Government is growing at a breakneck speed. Taxes are scheduled to rise. The biggest federal entitlement programs are teetering toward insolvency, yet politicians continue to pile on unfunded liabilities rather than impose fiscal discipline. Even the war on terror has gotten sidetracked into sundry nation-building projects. It's enough to drive a contrarian conservative to drink.
Or, in Bartlett's case, to vote Democrat. The veteran of the Reagan and Bush 41 administration has written not one but two columns arguing that "politically sophisticated conservatives" will have no alternative in 2008 but to back the most conservative -- or least liberal -- Democrat available or "go down with the sinking Republican ship." His choice: Hillary.
Not to worry if Hillary Clinton isn't your gal. Bartlett is sure there is a Democrat out there for most thoughtful conservatives. He acknowledges that New Mexico Gov. Bill Richardson possesses an "excellent record of tax-cutting." Bartlett also detects "a deeply conservative temperament" in Sen. Barack Obama. Above all, however, he wants to avoid "the political powerlessness" that is "the price of purity."
Bartlett's thesis is simple: The Republicans are definitely going to lose the 2008 presidential election. It's better for conservatives to find a Democrat they can do business with than to ignore political reality out of partisan myopia.
Looking at President Bush's low approval ratings, the 2006 election results, and the defeated congressional Republicans' performance in office, this might make some superficial sense. Upon more careful examination, however, the conservative case for Hillary falls apart.
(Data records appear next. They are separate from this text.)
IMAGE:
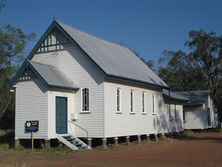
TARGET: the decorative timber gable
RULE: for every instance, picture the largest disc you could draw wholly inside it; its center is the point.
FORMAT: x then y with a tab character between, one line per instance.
54	41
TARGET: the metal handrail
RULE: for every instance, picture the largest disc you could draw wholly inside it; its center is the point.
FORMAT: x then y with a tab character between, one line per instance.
80	128
219	123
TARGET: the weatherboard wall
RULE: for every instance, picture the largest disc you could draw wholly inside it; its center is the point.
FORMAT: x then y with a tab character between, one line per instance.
125	123
31	104
84	74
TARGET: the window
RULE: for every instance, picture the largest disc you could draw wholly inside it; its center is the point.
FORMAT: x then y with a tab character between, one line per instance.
184	118
143	102
208	116
176	116
131	100
169	111
153	100
85	99
118	94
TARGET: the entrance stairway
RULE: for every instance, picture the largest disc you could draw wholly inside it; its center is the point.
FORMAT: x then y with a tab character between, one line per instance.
73	142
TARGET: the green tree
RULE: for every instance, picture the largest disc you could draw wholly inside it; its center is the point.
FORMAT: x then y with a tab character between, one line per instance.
12	44
199	68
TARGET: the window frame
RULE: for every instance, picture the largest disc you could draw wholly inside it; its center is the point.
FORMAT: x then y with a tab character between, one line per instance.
176	116
132	101
153	104
169	112
118	107
85	100
143	102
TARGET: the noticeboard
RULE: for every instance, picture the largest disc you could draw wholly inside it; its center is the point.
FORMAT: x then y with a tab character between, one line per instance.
31	126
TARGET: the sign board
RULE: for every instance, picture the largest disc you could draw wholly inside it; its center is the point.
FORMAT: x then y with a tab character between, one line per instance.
31	126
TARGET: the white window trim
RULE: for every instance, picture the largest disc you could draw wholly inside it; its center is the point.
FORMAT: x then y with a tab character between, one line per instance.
153	104
120	101
81	109
143	101
176	114
170	113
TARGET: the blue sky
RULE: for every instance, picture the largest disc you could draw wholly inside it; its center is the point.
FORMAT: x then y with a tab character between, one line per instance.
147	26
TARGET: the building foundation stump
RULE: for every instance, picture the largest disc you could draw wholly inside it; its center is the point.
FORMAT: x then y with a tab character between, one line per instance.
127	140
139	138
17	143
47	143
104	143
89	142
116	141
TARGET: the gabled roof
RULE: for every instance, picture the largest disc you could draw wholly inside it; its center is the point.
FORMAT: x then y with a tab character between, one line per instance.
114	60
174	96
49	75
197	97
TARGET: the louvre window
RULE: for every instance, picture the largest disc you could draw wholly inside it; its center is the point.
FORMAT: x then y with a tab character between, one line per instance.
143	102
85	99
118	99
131	100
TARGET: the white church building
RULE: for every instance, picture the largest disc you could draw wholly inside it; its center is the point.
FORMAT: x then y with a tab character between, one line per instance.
78	86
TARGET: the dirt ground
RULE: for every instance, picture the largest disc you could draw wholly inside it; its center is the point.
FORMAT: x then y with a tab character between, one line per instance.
203	150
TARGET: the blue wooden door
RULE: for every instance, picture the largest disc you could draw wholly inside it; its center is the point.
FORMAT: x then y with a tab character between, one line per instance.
61	115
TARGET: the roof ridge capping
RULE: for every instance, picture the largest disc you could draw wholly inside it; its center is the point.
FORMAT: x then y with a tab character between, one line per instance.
113	59
113	43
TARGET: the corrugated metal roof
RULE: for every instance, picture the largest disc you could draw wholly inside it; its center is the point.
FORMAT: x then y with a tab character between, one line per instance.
52	76
174	95
113	59
197	97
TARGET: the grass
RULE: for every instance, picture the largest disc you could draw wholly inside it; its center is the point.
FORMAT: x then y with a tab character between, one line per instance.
7	144
13	164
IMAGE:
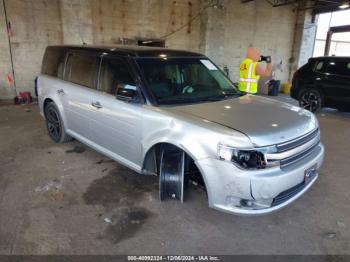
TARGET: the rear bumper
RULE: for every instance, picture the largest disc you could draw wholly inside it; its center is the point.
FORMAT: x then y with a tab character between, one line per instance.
242	192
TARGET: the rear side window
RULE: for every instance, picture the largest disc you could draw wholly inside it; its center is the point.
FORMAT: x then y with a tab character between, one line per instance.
115	73
338	67
320	66
81	69
53	62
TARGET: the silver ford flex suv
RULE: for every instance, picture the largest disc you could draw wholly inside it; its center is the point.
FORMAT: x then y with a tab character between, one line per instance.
174	114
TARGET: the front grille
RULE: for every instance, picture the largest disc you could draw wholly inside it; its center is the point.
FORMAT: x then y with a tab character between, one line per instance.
289	193
297	142
291	160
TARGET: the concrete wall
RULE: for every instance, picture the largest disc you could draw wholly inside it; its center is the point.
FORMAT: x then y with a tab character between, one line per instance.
5	62
223	34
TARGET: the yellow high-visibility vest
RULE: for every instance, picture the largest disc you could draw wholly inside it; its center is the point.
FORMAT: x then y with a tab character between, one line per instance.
248	80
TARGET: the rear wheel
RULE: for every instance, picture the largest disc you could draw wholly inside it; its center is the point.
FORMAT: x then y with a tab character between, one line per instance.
55	125
310	99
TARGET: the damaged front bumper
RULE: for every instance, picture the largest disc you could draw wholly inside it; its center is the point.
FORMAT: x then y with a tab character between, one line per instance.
257	192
While the next presidential campaign will be exceedingly difficult for Republicans, it is a bit premature to concede the election a year and a half in advance. For one thing, the contest will be between actual candidates rather than a generic Republican and Democrat. The Democratic frontrunners have their own problems -- Hillary has high negatives and Barack Obama has never been in a competitive national race.
The RealClearPolitics polling average shows Rudy Giuliani ahead of Hillary by 2.5 percent, with John McCain trailing her by just 1.2 percent. While some conservatives may find Giuliani and McCain unsatisfactory in many ways (as I do), the fact is they are both Republicans who are competitive with the current Democratic frontrunner in head-to-head match-ups. Maybe this polling represents the GOP's low point; maybe Iraq will continue to drag Republican numbers down even lower. But the current data doesn't support certainty about the '08 results bordering on Marxian determinism.
On a more practical level, it is hard to see what conservatives can actually do to influence the Democratic nomination. Absent a massive (and massively improbable) re-registration campaign, conservative participation in the Democrats' primaries and caucuses will be minimal. And ask Joe Lieberman how helpful endorsements from the conservative elite are in a competitive Democratic primary.
It's also not clear what conservatives stand to gain from this unlikely realignment. When it wasn't imposed on him by a Republican Congress, Bill Clinton's 1990s moderation was a calculated reaction to the right's political strength. The Clintons abandoned most liberal rhetoric about national security, crime, business, family values, and the middle class in response to three consecutive Democratic defeats prior to 1992. They sought to reclaim the center again after being rebuked by the voters in 1994.
When Republicans looked strong, Hillary voted to authorize force against Iraq. Now that they don't, she has endorsed a measure to rescind that authorization. While she hasn't expressly apologized for her war vote (a fact Bartlett imbues with great significance), she has now done so implicitly.
For a better idea of how even a centrist Democrat would govern in today's climate, look at the first two years of the Clinton administration -- higher taxes, gun control, aggressive cultural liberalism, and Hillary's healthcare plan. The Democrats won't abandon or moderate this agenda to win votes from weakened conservatives.
The right certainly does need more serious thought about the future and less knee-jerk Republican partisanship. As Bartlett points out, Iraq and overspending have damaged the GOP's reputation for foreign-policy strength, fiscal sanity, and basic competence, alienating many former supporters.
Yet alienation from the Republican Party is not a political platform. Railing against "ignorant and intolerant yahoos" who care about issues like immigration or stem-cell research and describing the conservative coalition as "religious zealots, gun nuts, anti-tax extremists and pro-life absolutists" isn't helpful. (Nor is it helpful to pretend that such descriptions are neutral.)
Conservatives have always had a troubled relationship with the GOP. Russell Kirk voted for Norman Thomas for president in 1944 and Eugene McCarthy in 1976. The early movement was as often in opposition to Eisenhower Republicans as Adlai Stevenson Democrats. It remains a difficult problem.
But it can't be solved by pretending that Hillary is still a Goldwater girl.